К 1921 г. у обитателей дома на судакской «Полынь-горе» уже не оставалось никаких иллюзий по поводу «свободной России». За тюремной решеткой побывали (и только чудом спаслись оттуда) Аделаида, Владимир Герцык, Дмитрий Жуковский; по ночам слышались выстрелы: на Алчаке шли расстрелы, тела убитых падали с отвесной скалы прямо в море. Крым переходил из рук в руки: большевики, немцы, белогвардейцы, опять большевики… Под влиянием окружающих ужасов, изнемогая в борьбе за жизнь близких, Е. Герцык писала в дневнике о большевистских «скоморохах в коже и звездах»: «Несмотря на власть, данную им над нами, несравнимо реальней чувство их призрачности, обреченности, того, что спадет скомороший их наряд – и останется голая, трепетная, опустошенная человеческая душа. Или не останется ничего? Аминь, аминь, рассыпься!»[1063] Но уязвимая в ее отдельных представителях, новая власть в целом, однако, оказалась живучей…

Существование семьи Герцыков шло по двум руслам: одно – это тяжелейший быт, болезни взрослых и детей, схватка с голодом; другое – кипение умственных интересов, жажда нового, творчество.
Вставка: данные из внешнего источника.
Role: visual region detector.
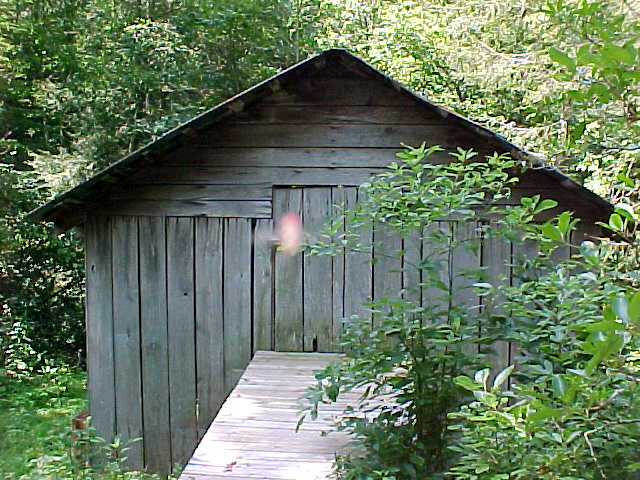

Среди огромного количества умственной пищи, поглощаемой Евгенией, на первом месте были сочинения Н. Федорова, Э. По, О. Шпенглера, новейших мыслителей-французов. Мало-помалу уходили в прошлое символистские искания; у Евгении формируется новое мировоззрение, которое даст ей возможность жить в большевистской России… Попробуем распознать вехи его становления; судьба Е. Герцык помогает понять, как Серебряный век неприметно в сознании людей перелился в стальной советский век и, подобно ручейку, впадающему в реку, исчез, распустился в нем.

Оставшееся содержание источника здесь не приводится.